I agree this cannot get pushed through without thorough review. Unfortunately, that does not seem to be the process in Washington these days. I hope there is enough common sense among our polticians that stops legislation that will increase government involvement in the cost and quality of our care. My biggest concern, in addition to higher taxes, right now, is the proposed cuts to Medicare and the involvement of goverment in end-of-life care. I do not want to see benefits cut for seniors, or lack of services for older members of my family, my older friends and someday...me.


The guy in the White House is over his head.

There's more to the job than endless campaigning and photo ops with teleprompters and large crowds.


Healthcare is going nowhere. Hilary couldn't solve it. This nutjob certainly isn't going to solve it. And I really don't think he cares.

Christine Miller

Obama needs to take charge of this bill and get it right. Passing off to Congress was a mistake.

For any type of health care reform to work, we need tort reform and the elimination of state lines for insurance offerings. Both of these will go a long way in reducing costs so more people can afford it. The government needs to stay away from any legislation that reduces benefits for seniors and interferes with competition among insurers. Hate to see the whole bill die, but from what I've read, there is not a whole lot there now to work with. Time to start over Washington.

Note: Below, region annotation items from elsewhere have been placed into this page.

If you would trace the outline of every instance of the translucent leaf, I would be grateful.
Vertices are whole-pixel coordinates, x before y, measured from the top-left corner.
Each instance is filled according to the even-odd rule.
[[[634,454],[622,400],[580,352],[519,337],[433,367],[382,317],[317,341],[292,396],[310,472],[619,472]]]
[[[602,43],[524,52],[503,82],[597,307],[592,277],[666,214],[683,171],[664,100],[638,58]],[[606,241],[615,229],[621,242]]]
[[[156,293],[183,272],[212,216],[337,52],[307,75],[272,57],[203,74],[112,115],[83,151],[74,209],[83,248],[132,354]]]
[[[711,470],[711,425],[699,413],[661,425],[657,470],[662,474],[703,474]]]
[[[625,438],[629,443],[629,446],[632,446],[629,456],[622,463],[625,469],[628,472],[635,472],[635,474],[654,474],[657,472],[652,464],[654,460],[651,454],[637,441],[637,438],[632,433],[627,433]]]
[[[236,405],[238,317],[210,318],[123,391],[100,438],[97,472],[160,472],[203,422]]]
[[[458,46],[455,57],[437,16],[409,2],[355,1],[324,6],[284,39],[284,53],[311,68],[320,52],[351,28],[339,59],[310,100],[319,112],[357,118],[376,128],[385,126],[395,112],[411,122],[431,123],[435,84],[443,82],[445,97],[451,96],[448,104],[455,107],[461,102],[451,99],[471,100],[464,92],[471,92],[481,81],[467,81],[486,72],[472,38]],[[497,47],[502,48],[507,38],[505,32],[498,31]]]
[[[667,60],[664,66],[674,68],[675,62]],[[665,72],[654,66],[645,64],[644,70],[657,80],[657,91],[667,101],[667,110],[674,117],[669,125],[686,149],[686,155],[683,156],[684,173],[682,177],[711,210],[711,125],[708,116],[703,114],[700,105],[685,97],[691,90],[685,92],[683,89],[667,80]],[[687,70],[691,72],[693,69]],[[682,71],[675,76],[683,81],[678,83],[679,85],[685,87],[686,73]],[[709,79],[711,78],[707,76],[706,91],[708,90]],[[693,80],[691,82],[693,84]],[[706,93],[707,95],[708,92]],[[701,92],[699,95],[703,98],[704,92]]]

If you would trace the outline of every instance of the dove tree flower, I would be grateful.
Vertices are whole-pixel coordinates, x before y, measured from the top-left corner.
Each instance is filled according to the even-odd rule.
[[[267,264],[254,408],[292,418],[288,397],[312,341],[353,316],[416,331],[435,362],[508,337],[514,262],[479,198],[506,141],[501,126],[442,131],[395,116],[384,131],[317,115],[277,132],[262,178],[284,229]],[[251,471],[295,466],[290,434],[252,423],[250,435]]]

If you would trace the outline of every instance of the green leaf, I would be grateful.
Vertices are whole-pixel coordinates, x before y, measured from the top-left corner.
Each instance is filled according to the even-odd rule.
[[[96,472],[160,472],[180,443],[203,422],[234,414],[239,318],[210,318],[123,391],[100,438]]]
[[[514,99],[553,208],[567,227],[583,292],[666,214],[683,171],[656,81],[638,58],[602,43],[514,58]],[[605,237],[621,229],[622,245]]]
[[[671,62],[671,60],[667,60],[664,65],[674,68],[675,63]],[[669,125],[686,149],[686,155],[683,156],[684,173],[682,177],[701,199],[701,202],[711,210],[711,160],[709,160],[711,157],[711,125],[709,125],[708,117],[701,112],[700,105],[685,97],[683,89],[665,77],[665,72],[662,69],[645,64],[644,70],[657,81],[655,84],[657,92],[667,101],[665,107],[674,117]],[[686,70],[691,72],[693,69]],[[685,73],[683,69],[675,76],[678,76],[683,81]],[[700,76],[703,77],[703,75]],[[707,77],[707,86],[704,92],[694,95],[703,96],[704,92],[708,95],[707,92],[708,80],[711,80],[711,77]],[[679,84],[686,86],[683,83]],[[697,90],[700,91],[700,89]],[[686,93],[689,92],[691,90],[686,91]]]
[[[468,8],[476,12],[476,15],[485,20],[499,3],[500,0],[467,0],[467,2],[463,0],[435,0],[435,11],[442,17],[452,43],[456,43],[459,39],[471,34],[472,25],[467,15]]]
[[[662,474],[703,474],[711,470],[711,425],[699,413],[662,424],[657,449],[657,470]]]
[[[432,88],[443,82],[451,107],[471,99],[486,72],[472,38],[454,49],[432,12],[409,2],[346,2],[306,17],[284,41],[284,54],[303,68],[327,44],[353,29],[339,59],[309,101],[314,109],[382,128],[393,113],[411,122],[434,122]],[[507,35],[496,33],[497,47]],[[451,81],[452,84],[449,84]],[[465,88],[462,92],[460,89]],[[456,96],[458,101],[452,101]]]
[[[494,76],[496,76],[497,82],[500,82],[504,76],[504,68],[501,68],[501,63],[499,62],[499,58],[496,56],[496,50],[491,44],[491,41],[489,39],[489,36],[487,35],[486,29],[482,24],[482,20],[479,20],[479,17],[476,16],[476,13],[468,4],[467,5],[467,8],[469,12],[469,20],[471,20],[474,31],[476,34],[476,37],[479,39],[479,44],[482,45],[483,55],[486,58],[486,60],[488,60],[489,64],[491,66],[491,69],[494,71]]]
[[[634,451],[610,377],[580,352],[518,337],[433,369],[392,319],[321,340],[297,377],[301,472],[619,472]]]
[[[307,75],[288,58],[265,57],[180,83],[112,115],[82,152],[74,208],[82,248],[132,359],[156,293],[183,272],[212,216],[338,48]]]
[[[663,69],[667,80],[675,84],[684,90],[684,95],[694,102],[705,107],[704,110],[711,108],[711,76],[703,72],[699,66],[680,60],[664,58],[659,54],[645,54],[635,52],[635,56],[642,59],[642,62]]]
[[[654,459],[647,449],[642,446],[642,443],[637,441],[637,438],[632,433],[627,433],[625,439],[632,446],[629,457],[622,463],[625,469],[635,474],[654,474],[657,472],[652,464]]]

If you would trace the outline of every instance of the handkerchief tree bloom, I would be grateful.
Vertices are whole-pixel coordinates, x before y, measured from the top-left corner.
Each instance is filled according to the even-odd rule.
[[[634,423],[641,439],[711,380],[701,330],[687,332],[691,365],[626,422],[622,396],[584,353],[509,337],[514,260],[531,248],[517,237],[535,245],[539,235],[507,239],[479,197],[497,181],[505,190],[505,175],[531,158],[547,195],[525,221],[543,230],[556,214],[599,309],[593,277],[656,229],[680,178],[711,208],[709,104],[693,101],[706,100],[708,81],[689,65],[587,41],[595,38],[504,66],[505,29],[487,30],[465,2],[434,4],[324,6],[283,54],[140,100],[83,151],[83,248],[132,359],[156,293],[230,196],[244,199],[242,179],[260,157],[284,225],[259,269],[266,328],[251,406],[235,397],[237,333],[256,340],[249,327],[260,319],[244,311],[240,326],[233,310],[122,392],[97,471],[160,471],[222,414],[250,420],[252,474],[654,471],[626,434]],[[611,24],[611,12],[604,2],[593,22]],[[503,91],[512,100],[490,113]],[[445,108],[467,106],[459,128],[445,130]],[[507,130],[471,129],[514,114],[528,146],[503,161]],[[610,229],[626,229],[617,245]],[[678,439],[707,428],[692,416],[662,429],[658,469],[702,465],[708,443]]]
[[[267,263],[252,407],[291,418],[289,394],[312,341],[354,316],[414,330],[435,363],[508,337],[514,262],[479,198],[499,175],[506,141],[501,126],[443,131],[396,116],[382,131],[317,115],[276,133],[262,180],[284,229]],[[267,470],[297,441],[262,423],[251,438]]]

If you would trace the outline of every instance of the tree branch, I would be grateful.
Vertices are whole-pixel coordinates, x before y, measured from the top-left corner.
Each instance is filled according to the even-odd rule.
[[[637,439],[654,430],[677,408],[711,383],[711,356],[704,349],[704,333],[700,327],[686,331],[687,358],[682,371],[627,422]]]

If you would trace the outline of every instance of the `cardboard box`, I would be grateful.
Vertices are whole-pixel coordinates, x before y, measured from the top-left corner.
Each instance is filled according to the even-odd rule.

Healthcare reform is a complicated matter. Whatever the solution, the public should have some say in how it works - not a small legislative body that has its own agenda.


It's all just scary.

Christine Miller

It is scary. But if there is any positive to the new legislation, it is that it may force common sense reform next time. The current bill will break the system. Costs will soar and the qualiy of our health care will go down. If nothing else, this will require that we go down a better road next time.


All I can say is yikes. I know this post is older, but nothing has changed. November can't get here soon enough!

Christine Miller

Unfortunately, you're right. Nothing has changed since July, and businesses have had to move full steam ahead into efforts to understand all the changes. From my interactions with people in the benefits/HR world, this is keeping legal teams very busy. November will be very interesting.